More than 1,000 people crammed into the Hynes Convention Center to observe the 40th Annual Martin Luther King Jr. Memorial breakfast and hear numerous speakers urge those in attendance to become more active in their communities.
The panel of guests at this year’s event included Attorney General Martha Coakley, state Sen. Sonia Chang-Diaz, state Rep. Linda Dorcena Forrey, Mayor Thomas Menino and Martin Luther King III, the son of the slain civil rights leader.
Rev. Dr. Teresa L. Fry Brown, an associate professor at Emory University’s Chandler School of Theology and a scholar of the Black Church, delivered the keynote speech and called people to action.
“We spend a lot of time dreaming and not doing,” she said. “Dreams are wonderful, but we have to wake up and act. We should stop sitting around and do something, not for the whole world, but maybe just for the person next to you.”
During her address, Brown was critical of modern-day behavior and explained that Dr. King was a “transformative non-comformist.”
“We are stuck in a 21st century cave experience,” she said. “In this cave, too often people fail to develop new ideas, and often we [turn] to electronics and social media for human interaction — in addition to a common excuse that ‘my dog ate my activism.’ It is in this cave that people lose the ability to act and create social change.”
A large applause was given to Martin Luther King III, who noted that Boston was his late father’s second home. “My parents began their romance here as students,” King said. “So had they not been here, I may not have been here.”
Mayor Menino echoed King’s remarks, noting that Boston is a diverse city of neighborhoods, and even though people have different cultural backgrounds, “we share one common belief in equality for all citizens through the inspiration of Dr. King,” Menino said.

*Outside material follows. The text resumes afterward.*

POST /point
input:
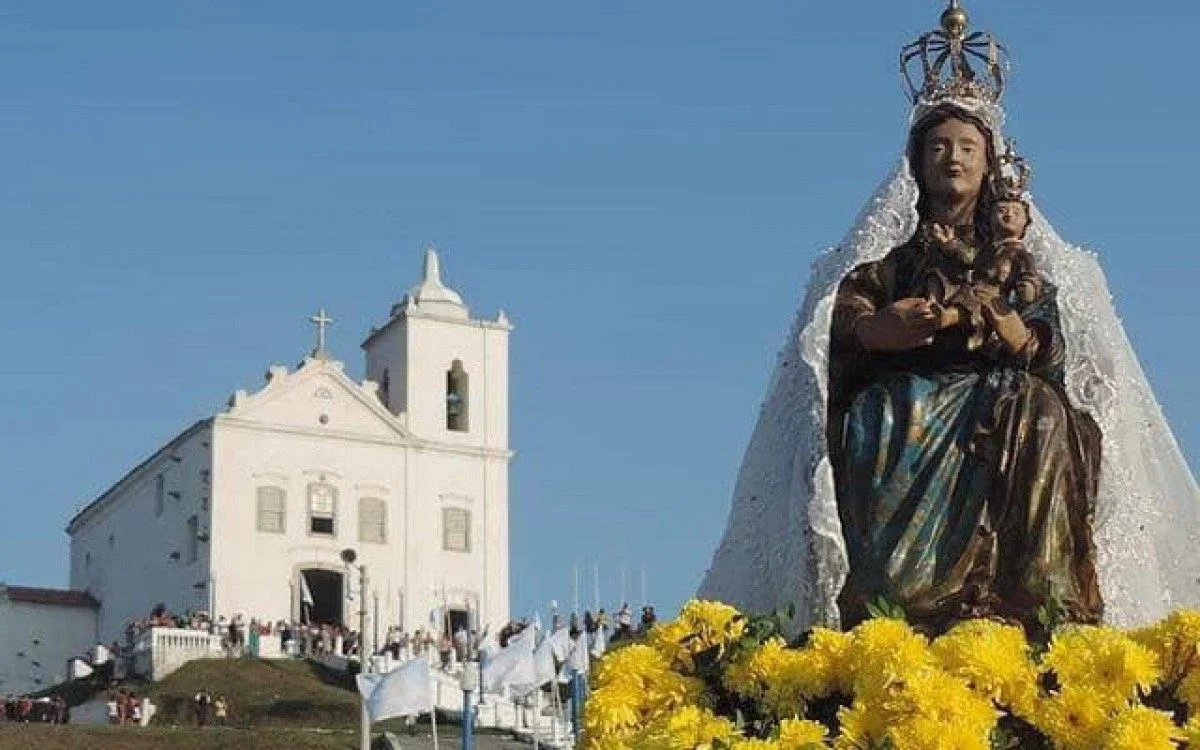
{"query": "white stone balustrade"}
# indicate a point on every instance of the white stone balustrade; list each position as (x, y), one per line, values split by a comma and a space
(161, 651)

Ron Bell, a community activist on leave of absence from Gov. Deval Patrick’s staff, was also in attendance. Bell pointed out that Gov. Patrick signed an education reform bill that is designed to close the achievement gap among black and white students across the state.
“It’s symbolic of the fact that the governor signed the education reform bill today,” Bell said. “It is definitely a breakthrough in our educational system. Today is certainly a continuation of Massachusetts leading the country on social issues, as well as other matters that positively affect people’s lives.”

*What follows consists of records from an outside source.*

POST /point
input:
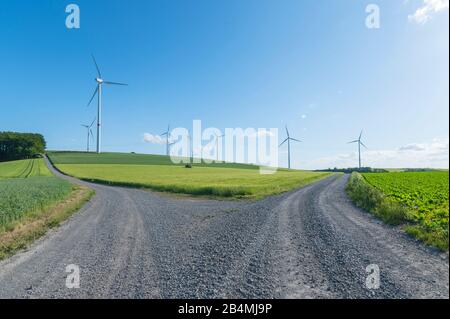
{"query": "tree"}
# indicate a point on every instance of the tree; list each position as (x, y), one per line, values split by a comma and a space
(14, 146)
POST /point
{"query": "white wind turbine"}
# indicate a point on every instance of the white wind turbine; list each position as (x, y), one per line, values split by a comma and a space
(217, 144)
(289, 139)
(89, 135)
(98, 92)
(168, 144)
(359, 141)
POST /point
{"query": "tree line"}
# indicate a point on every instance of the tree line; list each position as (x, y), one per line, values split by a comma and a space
(15, 146)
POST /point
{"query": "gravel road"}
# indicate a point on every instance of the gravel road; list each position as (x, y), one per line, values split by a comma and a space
(309, 243)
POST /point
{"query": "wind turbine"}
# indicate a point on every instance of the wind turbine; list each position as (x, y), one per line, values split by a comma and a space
(98, 92)
(167, 134)
(359, 146)
(191, 148)
(90, 134)
(289, 139)
(217, 144)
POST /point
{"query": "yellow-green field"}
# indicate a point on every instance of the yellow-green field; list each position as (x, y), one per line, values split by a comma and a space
(226, 180)
(23, 169)
(32, 200)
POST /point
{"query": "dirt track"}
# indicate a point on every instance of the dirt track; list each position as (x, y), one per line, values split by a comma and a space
(310, 243)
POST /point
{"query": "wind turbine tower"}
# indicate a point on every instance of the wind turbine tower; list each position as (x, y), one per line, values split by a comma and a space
(289, 139)
(359, 141)
(89, 135)
(98, 92)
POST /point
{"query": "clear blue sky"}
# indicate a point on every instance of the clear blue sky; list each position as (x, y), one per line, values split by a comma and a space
(233, 63)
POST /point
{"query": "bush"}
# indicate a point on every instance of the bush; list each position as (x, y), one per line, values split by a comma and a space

Boston At-Large City Councilor Ayanna Pressley was equally humbled by her recent victory that saw her become the first African American woman elected to the city council.

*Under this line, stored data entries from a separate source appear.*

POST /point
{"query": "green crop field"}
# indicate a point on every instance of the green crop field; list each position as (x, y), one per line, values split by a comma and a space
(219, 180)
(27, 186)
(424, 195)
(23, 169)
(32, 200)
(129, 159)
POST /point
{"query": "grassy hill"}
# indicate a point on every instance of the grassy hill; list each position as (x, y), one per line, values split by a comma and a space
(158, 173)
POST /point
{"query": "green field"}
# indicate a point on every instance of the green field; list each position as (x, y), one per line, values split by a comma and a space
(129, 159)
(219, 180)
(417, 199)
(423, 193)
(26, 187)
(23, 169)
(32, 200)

“I am very humbled by my victory, but I am even more proud of the city,” Pressley said.
Pressley described one moment that occurred during the campaign when she realized that actions speak louder than words. It was during the Caribbean Carnival and she was walking down Blue Hill Avenue when a several young girls greeted her and asked if they could walk with her.
It was then, Pressley said, that she realized that she had already won. “If we don’t do anything else right,” she said she thought to herself. “We’ve already won. For my afro-centric name being displayed on Blue Hill Avenue in prominent way showed the girls that was something positive within themselves.”
At another observance, Gov. Patrick served as the keynote speaker at the Yawkey Boys and Girls Club in Roxbury.
Boston public school children showcased their interpretations of what Dr. King’s dream through song, poetry and readings of his works.
Perhaps the most direct representation of King’s efforts — and the civil rights movement — was a group of “freedom marchers” ranging from ages 5 to 12, who marched into the auditorium chanting, “Ain’t gonna let nobody turn me around! Gonna keep on walking — keep on talking — living in a brand new world,” while holding picket signs displaying phrases that were popular during the movement such as “I am a Man” and “We demand an end to bias now!”
Gov. Patrick was genuinely moved by the presentations. “I am positive that I would not be here today were it not for Martin Luther King, nor would we have an African American president,” Patrick said. “Dr. King showed so many people to look up instead of down ... [and] his message expands both race and time.”